Many Wheaton professors have felt a lot of freedom under its current president, said theology professor Vincent Bacote, but this latest case has some professors wondering whether the school is narrowing its theological boundaries.
“A question about this entire case and process is, is this is an anomaly or is this an indicator of some shift?” Bacote said. “Some would say there’s been a rightward turn. I don’t see it that way. That would be massive speculation.”
So can Wheaton survive?
When Wheaton adds or removes standards, other Christian schools take notice. When in 2003 it removed a prohibition against dancing on campus and eased a ban on alcohol and smoking for faculty and staff, it made national news.
Wheaton has faced cycles of theological controversy before, including its 2004 decision to not renew the contract of a professor who converted to Catholicism, maintaining that its professors’ Protestant identities were core to the college’s identity. At that time, philosophy professor Joshua Hochschild said he could affirm the college’s statement of faith, but college administrators said he could not.
Many observers have simplified the debate: Some are worried that Wheaton would allow a professor to say that Islam and Christianity are the same. Others are worried that Wheaton regularly bows to its conservative alumni who donate, ones who hold both the purse strings and theological direction of the college.
The debate created a public relations nightmare for the college, one that protects its image very carefully. The student newspaper is only allowed to publish some articles online each week after vetting by a public relations professional. College officials will only speak with the media about this matter through statements and e-mail interviews and declined to answer some of the questions from the Washington Post. But through social media, news travels quickly among its constituents, including alumni, many of whom have written letters of protest or support.
The college had a particularly difficult year in the news in 2015. In August, the college dropped student health insurance after it could not win court battles over the White House’s Obamacare mandate on contraception.

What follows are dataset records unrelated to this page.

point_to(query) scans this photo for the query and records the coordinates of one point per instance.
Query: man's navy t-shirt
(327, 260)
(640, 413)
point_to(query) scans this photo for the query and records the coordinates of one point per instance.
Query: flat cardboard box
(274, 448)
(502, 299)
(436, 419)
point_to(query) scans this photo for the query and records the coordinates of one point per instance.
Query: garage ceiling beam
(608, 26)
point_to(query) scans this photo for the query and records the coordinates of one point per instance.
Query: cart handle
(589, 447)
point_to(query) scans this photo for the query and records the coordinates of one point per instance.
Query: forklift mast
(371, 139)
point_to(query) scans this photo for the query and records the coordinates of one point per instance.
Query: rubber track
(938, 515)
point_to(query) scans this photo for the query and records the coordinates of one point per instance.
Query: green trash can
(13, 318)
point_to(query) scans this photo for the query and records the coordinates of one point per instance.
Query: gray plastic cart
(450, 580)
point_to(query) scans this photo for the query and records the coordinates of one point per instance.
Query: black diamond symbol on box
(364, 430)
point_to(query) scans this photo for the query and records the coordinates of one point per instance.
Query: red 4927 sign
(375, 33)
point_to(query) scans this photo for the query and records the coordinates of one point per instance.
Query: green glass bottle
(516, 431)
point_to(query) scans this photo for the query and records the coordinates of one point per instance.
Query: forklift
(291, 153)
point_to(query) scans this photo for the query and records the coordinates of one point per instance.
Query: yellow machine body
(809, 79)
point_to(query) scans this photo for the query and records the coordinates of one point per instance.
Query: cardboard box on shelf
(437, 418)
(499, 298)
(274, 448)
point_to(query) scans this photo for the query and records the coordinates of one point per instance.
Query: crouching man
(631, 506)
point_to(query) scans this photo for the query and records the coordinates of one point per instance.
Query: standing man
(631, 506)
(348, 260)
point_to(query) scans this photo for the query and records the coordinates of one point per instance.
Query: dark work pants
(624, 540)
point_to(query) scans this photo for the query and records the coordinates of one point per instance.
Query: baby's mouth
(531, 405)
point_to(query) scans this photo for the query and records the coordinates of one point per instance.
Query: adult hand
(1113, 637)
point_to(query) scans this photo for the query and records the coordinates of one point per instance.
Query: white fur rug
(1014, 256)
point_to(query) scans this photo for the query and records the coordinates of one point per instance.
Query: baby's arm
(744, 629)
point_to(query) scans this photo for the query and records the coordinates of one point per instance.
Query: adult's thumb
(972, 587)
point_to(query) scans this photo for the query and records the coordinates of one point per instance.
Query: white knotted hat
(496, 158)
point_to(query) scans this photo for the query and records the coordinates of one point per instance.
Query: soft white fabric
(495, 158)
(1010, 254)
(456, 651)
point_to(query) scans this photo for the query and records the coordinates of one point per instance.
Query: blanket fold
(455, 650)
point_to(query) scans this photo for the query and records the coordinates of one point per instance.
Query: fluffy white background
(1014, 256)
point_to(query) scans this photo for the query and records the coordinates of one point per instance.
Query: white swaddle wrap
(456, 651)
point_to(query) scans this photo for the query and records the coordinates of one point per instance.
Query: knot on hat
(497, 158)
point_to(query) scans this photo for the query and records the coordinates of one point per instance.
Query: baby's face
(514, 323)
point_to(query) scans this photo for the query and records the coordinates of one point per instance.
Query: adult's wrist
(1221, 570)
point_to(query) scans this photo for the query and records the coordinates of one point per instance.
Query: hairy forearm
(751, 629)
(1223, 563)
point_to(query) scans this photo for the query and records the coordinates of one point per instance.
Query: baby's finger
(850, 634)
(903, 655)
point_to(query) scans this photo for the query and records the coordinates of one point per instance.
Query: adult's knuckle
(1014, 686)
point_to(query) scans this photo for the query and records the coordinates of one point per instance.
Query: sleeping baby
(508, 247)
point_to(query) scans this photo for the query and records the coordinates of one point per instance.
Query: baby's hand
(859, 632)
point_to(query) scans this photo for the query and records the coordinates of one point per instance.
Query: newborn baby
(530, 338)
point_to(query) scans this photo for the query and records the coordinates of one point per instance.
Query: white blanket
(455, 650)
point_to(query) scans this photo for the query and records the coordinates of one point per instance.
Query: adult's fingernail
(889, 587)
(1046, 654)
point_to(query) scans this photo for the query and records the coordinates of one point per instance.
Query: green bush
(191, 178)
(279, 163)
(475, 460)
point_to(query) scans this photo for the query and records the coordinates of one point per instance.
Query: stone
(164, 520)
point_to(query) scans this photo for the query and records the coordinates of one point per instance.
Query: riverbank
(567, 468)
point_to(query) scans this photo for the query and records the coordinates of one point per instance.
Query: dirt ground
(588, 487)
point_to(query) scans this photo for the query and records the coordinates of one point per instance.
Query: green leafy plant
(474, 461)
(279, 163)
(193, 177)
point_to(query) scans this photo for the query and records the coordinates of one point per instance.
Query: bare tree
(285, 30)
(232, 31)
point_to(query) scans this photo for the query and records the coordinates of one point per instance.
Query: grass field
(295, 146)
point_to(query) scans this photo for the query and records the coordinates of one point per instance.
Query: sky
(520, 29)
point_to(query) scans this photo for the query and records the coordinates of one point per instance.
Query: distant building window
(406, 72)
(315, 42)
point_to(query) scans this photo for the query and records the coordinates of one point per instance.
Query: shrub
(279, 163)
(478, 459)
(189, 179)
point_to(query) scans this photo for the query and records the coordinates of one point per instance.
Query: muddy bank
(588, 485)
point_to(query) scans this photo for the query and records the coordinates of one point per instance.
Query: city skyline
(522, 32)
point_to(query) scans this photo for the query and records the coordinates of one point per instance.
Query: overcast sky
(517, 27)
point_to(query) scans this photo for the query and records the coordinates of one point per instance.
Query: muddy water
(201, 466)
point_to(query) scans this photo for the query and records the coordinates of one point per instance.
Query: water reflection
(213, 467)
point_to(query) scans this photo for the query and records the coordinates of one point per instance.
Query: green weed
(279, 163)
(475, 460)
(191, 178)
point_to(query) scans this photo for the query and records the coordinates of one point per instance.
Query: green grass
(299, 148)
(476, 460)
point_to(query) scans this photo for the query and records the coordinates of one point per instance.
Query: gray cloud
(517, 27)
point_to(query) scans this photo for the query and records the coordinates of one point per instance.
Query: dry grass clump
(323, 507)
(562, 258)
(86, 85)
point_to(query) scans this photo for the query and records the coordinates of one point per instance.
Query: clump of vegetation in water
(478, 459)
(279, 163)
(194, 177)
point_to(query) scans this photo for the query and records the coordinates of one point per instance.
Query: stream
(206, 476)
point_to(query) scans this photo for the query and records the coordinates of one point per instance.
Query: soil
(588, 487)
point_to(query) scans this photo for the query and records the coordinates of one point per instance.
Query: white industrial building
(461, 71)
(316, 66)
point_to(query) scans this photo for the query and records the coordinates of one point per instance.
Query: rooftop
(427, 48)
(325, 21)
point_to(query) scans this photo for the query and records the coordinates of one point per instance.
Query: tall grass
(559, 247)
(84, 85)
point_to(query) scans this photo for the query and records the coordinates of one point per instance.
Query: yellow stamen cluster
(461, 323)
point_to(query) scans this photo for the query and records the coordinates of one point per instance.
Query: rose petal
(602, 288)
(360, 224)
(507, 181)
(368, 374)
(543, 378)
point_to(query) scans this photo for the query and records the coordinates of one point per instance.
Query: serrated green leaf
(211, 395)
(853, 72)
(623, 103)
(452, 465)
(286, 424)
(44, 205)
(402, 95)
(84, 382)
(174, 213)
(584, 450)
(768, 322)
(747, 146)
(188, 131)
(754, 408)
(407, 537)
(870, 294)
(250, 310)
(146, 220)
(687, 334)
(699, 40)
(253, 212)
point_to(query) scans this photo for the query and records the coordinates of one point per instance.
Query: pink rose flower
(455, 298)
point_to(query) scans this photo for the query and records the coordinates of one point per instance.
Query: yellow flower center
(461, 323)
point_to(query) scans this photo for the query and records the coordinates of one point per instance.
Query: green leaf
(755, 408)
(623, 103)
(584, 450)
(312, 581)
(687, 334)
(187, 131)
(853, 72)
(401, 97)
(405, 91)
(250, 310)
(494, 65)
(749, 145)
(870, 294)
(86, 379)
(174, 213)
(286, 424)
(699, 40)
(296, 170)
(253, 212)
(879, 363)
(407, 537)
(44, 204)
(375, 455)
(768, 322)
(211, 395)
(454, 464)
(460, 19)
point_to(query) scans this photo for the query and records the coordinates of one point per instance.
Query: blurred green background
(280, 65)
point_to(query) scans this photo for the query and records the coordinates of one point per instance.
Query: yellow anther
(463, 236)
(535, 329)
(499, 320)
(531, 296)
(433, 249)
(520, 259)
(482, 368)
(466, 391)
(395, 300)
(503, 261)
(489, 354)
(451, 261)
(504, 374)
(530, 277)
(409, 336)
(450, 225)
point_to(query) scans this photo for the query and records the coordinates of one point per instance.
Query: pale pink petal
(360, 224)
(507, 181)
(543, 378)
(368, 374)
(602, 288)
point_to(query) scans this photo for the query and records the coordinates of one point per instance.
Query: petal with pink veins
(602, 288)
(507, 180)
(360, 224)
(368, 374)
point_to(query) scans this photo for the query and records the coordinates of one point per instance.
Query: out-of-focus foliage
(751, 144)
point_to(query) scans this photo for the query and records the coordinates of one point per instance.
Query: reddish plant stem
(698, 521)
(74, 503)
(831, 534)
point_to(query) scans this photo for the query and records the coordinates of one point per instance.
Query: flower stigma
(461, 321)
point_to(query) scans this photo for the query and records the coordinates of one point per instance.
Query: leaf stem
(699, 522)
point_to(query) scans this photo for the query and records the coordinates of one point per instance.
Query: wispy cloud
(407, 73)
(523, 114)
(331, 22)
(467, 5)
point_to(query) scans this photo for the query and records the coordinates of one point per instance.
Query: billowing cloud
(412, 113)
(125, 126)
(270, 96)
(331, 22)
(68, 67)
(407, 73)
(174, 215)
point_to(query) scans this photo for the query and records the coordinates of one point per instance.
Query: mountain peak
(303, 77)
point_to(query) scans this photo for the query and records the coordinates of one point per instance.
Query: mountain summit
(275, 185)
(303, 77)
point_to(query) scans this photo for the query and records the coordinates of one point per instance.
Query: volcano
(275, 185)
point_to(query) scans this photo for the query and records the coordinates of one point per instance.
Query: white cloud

Wheaton alumnus Dennis Hastert, the former Speaker of the House, resigned from the board of advisers of the school’s center named after him after he was indicted and later pled guilty to federal charges over evading bank reporting requirements. The school changed the name of the center, which was a $10 million project.
None of those stories, however, drew the enormous attention Wheaton faced when it put Hawkins on administrative leave in December. For a school that was ranked 8th in “Best Undergraduate Teaching” by the U.S. News & World Report for national liberal arts colleges in 2016, the slew of negative stories in one year was particularly unusual.
Many eyes are planted on the campus to see how the theological and personnel issues will play out in the coming weeks. What happens at Wheaton doesn’t stay at Wheaton, a school carefully watched by evangelical institutions across the country.
Kirkland An contributed to this report.
This article has been updated to reflect when Hawkins joined Wheaton in 2007.